We can run this on a GridWorld example with more states, to make the problem harder::

from qtable import QTable
from qlearning import QLearning
from reward_shaped_qlearning import RewardShapedQLearning
from gridworld_potential_function import GridWorldPotentialFunction
from q_policy import QPolicy
from multi_armed_bandit.epsilon_greedy import EpsilonGreedy


mdp = GridWorld(width = 15, height = 12, goals = [((14,11), 1), ((13,11), -1)])
qfunction = QTable()
potential = GridWorldPotentialFunction(mdp)
RewardShapedQLearning(mdp, EpsilonGreedy(), potential, qfunction).execute(episodes=200)
policy = QPolicy(qfunction)
mdp.visualise_q_function(qfunction)
mdp.visualise_policy(policy)
reward_shaped_rewards = mdp.get_rewards()
Gridworld example showing multiple states
Gridworld example showing with one state

Now, we compare this with Q-learning without reward shaping:

mdp = GridWorld(width = 15, height = 12, goals = [((14,11), 1), ((13,11), -1)])
qfunction = QTable()
QLearning(mdp, EpsilonGreedy(), qfunction).execute(episodes=200)
policy = QPolicy(qfunction)
mdp.visualise_q_function(qfunction)
mdp.visualise_policy(policy)
q_learning_rewards = mdp.get_rewards()
Gridworld example with multiple states with Q-learning without reward shaping
Gridworld example showing one with Q-learning without reward shaping

If we plot the average episode length during training, we see that reward shaping reduces the length of the early episodes because it has knowledge nudging it towards the goal:

from tests.plot import Plot

Plot.plot_episode_length(
    ["Tabular Q-learning", "Reward shaping"],
    [q_learning_rewards, reward_shaped_rewards],
)
Graph showing tabular Q-learning and reward shaping with episode length over 200 episodes

Q-value initialisation

An approach related to reward shaping is Q-value initialisation. Recall that TD learning methods can start
at any arbitrary Q-function. The closer our Q-values is to the optimal Q-values, the quicker it will converge.

Imagine if we happened to initialise our Q-values to the optimal Q-value.
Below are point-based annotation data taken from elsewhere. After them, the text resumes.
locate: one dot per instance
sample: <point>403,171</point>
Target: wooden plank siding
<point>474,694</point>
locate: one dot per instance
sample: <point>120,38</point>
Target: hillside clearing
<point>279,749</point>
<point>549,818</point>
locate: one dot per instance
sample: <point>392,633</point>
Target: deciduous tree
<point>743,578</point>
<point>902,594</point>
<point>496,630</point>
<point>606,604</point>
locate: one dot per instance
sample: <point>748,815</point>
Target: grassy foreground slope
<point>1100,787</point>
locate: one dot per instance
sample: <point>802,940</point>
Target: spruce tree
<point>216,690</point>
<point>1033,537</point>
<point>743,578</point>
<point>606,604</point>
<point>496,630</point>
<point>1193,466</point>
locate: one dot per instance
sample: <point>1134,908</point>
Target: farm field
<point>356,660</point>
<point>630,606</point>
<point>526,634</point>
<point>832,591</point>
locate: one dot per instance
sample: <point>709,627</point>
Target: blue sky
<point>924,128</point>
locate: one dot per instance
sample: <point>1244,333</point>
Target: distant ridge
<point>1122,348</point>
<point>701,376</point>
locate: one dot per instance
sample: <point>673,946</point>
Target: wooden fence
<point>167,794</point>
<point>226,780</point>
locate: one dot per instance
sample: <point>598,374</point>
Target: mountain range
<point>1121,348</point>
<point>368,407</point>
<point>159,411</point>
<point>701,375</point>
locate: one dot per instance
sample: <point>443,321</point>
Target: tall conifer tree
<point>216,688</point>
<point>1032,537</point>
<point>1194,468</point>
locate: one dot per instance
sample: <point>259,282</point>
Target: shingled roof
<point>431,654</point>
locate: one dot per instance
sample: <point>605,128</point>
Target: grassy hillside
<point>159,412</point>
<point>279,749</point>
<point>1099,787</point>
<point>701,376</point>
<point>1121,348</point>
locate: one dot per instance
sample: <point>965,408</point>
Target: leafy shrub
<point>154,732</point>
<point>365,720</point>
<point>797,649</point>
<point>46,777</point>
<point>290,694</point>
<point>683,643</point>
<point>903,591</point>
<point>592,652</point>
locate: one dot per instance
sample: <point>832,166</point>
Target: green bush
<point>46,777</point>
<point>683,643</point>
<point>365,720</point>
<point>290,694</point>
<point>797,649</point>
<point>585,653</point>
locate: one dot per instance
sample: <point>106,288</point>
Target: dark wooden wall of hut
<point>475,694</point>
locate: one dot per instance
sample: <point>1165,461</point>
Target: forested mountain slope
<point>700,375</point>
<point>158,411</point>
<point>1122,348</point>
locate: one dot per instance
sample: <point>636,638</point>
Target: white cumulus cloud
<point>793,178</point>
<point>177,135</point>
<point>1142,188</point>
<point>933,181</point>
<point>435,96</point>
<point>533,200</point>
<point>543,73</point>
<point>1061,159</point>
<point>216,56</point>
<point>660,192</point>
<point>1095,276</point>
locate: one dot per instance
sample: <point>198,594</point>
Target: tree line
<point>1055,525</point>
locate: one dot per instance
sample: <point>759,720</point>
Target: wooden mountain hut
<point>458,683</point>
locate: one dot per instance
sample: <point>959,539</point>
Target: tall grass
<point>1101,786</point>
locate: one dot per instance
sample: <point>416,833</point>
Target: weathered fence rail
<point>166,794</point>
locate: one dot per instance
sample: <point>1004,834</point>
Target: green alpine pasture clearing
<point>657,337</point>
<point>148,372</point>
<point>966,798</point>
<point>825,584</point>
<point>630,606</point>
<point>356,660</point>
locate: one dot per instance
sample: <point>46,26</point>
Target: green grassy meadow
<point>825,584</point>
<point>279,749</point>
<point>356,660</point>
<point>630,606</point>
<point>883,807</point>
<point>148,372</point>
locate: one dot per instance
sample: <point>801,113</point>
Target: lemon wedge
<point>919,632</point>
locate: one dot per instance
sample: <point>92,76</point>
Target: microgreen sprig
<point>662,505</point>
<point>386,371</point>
It would converge in one step!

Q-value initialisation is similar to reward shaping: we use heuristics to assign higher values to ‘better’ states. If we just define [latex]\Phi(s) = V_0(s)[/latex], then they are equivalent. In fact, if our potential function is static (the definition does not change during learning), then Q-value initialisation and reward shaping are equivalent[1].

Example – Q-value Initialisation in GridWorld

Using the idea of Manhattan distance for a potential function, we can define an initial Q-function as follows for state (1,2) using our potential function:

[latex]\begin{split} \begin{array}{llllr} Q((1,2), Up) & = & 0.9(1 - \frac{2}{5}) - (1 - \frac{2}{5}) & = & -0.06\\ Q((1,2), Down) & = & 0.9(1 - \frac{2}{5}) - (1 - \frac{2}{5}) & = & -0.06\\ Q((1,2), Right) & = & 0.9(1 - \frac{1}{5}) - (1 - \frac{2}{5}) & = & 0.12\\ Q((1,2), Left) & = & 0.9(1 - \frac{3}{5}) - (1 - \frac{2}{5}) & = & -0.24 \end{array} \end{split}[/latex]

Once we start learning over episodes, we will select those actions with a higher heuristic value, and also we are already closer to the optimal Q-function, so will will converge faster. As with reward shaping though, this entirely depends on having a good potential function! A poor potential function will give an inaccurate initial Q-values, which may take longer to converge.

Takeaways

  • A weakness of model-free methods is that they spend a lot of time exploring at the start of the learning. It is not until they find some rewards that the learning begins. This is particularly problematic when rewards are sparse.
  • Reward shaping takes in some domain knowledge that “nudges” the learning algorithm towards more positive actions.
  • Q-value initialisation is a “guess” of the initial Q-values to guide early exploration
  • Reward sharping and Q-value initialisation are equivalent if our potential function is static.
  • Potential-based reward shaping guarantees that the policy will converge to the same policy without reward shaping.